Изменить стиль страницы

Я опустилась на колени перед стариком и коснулась нижнего края его тоба.

— Спасите меня, — прошептала я, — будьте милосердны, хотя я этого и не заслужила. Научите своей вере, и я поверю. Для меня будет честь стать мусульманкой.

— Мне жаль, дитя мое, — сказал шейх. — Ты видела голосование. Это твоя судьба. Я не могу изменить ее, но я могу дать тебе правду ислама. Люди спят. Когда они умирают, они пробуждаются. Ты должна умереть до рассвета. Такова воля Аллаха.

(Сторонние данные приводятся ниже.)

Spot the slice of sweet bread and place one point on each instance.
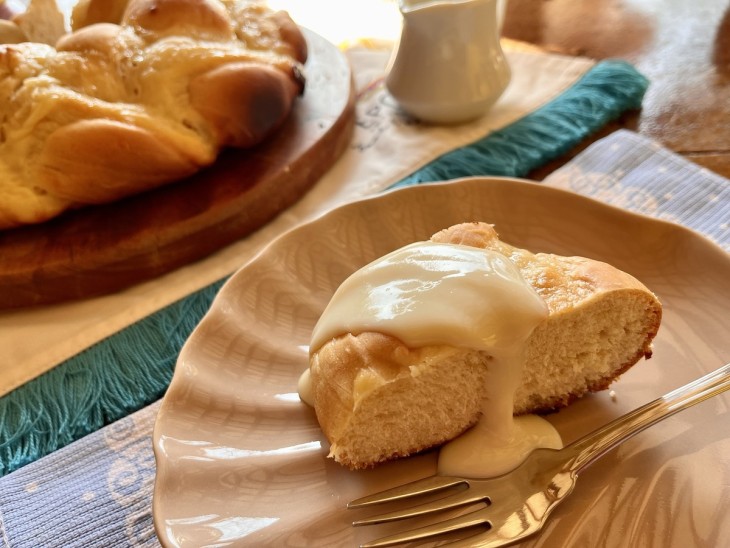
(378, 398)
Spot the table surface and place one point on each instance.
(682, 46)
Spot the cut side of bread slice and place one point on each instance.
(377, 399)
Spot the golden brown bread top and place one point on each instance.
(377, 399)
(149, 94)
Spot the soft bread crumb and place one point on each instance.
(601, 322)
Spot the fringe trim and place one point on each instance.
(100, 385)
(133, 368)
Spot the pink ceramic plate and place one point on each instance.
(241, 461)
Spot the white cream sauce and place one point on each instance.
(429, 293)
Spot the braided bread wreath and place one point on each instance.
(141, 93)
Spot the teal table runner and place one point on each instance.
(132, 368)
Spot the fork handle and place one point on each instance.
(594, 445)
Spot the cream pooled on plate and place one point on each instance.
(420, 345)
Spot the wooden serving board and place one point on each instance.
(102, 249)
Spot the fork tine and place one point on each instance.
(462, 498)
(431, 484)
(458, 523)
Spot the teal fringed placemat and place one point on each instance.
(133, 368)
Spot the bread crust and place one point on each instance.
(141, 94)
(601, 322)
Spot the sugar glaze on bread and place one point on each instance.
(140, 94)
(601, 321)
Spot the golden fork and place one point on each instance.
(519, 503)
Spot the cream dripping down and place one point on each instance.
(430, 293)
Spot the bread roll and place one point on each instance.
(149, 92)
(377, 399)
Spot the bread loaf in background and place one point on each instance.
(601, 321)
(140, 94)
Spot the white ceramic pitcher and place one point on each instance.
(448, 66)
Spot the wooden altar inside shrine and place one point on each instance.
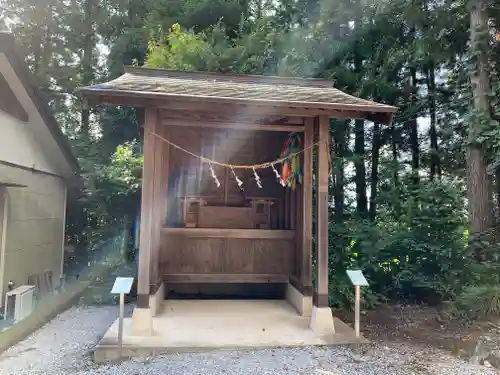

Я поднялась с колен и вытерла слезы.

— Приятно было познакомиться, дедуля, — горько сказала я. — Гудбай и мое вам с кисточкой. — Все это я произнесла по-английски, но старик понял. Он медленно, но с величайшим достоинством поднялся, взял свой Коран и, не говоря больше ни слова, удалился.

Я осталась одна. Немного поплакала. Походила по камере и еще поплакала. Я все не могла поверить, что умру Мне принесли миску жидкой безвкусной кашицы. Никаких тебе яств напоследок, ни вина, ни сигары. Но кашицы я поела. Все-таки какое-то занятие. Я снова стала мерить камеру, и мысли мои неслись по кругу. Интересно, что сейчас делает Али. Я вспомнила Зви Авриля. Если израильтяне собираются спасать меня, то им пора уже объявиться. Но все было тихо. Я легла на койку. Я чувствовала себя очень усталой. Глаза сами собой закрывались. Было вроде бы жалко тратить последние часы жизни на сон, но мозг искал забвения и отвергал ужас. Я заснула.

Дверь с грохотом отворилась. Я подскочила, плохо соображая. Нет, это были не израильтяне. Это был всего лишь Нагиб, а по пятам за ним следовал Али.

— Так ты, шлюха, хотела умереть за Израиль. Мы рады сделать тебе такое одолжение, — сказал Нагиб и ударил меня наотмашь по лицу.

— Не позволяй ему, Али, — прошептала я.

Али быстро сделал шаг вперед и оказался между мной и Нагибом, будто действительно собирался защитить меня, но он всего лишь надел на меня наручники.

— Давай побыстрее, — сказал он. — У нас мало времени.

Снаружи нас ждал лимузин. Они толкнули меня на заднее сиденье и сели рядом с двух сторон. Впереди, возле водителя, сидел шейх Салман. А я-то думала, что видела нашего великого духовного лидера в последний раз. Мы подъехали к пустой замусоренной автостоянке. В Рияде много таких мест. Все вышли из машины. Я подумала: интересно, кто из них будет в меня стрелять. Я надеялась, что не Али.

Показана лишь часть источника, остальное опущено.